Deitando na cama, eu me cobria com as cartas que eu não
escrevi. Saudades pra uns, lembranças. De parabéns a meus pêsames em histórias
minhas que eu não contei. Tem uma quantidade enorme de coisa que a gente tira
do lado de dentro só no quarto. E eu, espalhado em casas, fui amontoando junto
da poeira as coisas que eu não disse e só me disse. Por pouco tempo, olhando
pelas frestas da janela de dia, pelas frestas dos olhos de noite, entreabertos
e fixos no copo de água do meu lado. Alguma coisa de fora sempre reflete no
lado de dentro. E do quarto também. Eu queria ter escrito mais bilhetinhos. Me bate
uma saudade adiantada de coisas que eu penso que não perdi. Um recado pra minha
mãe. Mais um. Um pro meu avô, que eu nunca escrevi. Um pro tanto de gente que
eu deixei pra trás, um pouco e de vez. E um ano todo de recados que eu tinha
pra você. Pedidos e vontades e saudades. Um pouco mais pra cá, pra gente estar
mais perto. Fosse do outro lado da cama, do outro lado da divisa. As vezes eu
deito e arrasto setecentos quilômetros pelo meu colchão. E eu acordo com o
corpo doendo da viagem. Era pra te dizer pra vir e de vez. Pra vir um pouco
mais e o tempo todo. Era pra eu ter feito alguma coisa mais definitiva pra
entender esse meu lado de cá que eu fiz tão sozinho. E pedindo a companhia de
tantos outros eu andei, e troquei, viajei, e chamei pra esse buraco da minha
cama. De repente, ninguém preenche meus sonhos e as noites ficam um pouco mais
paradas do que eu esperava. As três da manhã, a cigarra pra lá da janela para e
eu respiro aliviado. No fundo sentindo falta. Do barulho constante como se
fosse a sua respiração do meu lado. Eu vejo os casais de mãos dadas por ai e me
ressinto da sua mão tão longe. Eu não tenho outro jeito de dizer. E quando eu tô
por perto eu me afasto um pouco. De medo de depois não saber mais ir embora. Sem
te arrastar pra dentro, eu me empurro um pouco pra longe.

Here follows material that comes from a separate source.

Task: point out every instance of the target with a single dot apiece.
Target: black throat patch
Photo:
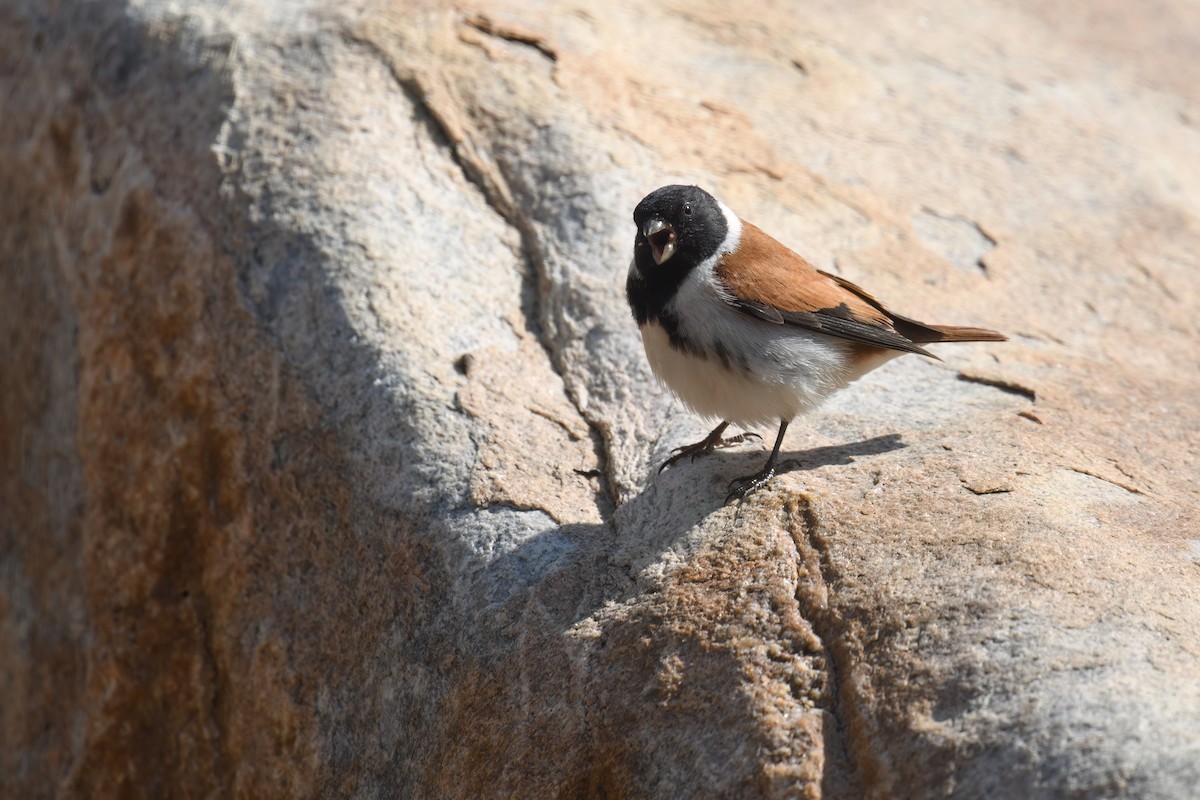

E quando você se
derrama todo eu acho lindo e observo como visita na casa dos outros. E os
outros são você. Com todas as boas maneiras. Com todas as minhas manias. De longe
e com calma. Com cuidado asséptico e impessoal, eu me apaixono pela pessoa que
eu queria ser. Em mim. Com você. De certas formas, você é o meu melhor lado. Fora
de mim. E ai eu me sinto falta. E como você me entende, eu deixo esse silêncio
te falar que pouco a pouco eu sou menos assim. Pouco a pouco eu me sinto mais
no lugar. E a sua distância é parte fundamental disso. Então eu empurro mais
umas coisas goela a baixo, pra digerirem na minha gastrite. E te escondo a
história velha e insuperada de que um dia ou outro eu te quero grudado. E que
todos os outros dias eu te quero perto o suficiente pra eu saber onde você
está. Tem partes de mim que não lidam com alguém indo embora. E tem partes de
mim que não sabem ficar. Então eu não te digo. Porque a maior parte disso sou
eu. E se você fosse diferente eu só me assustaria mais comigo mesmo. Mas tem
uma história. Na ponta da língua. Que eu engulo pra te beijar. A maior parte do
tempo, eu só quero te gritar fica. Não sai mais daqui. Mas sou eu fugindo. Então
eu deito na cama e me cubro com as cartas que eu não escrevi. Morrendo de medo
de encontrar sua letra entre as cartas que não me escreveram.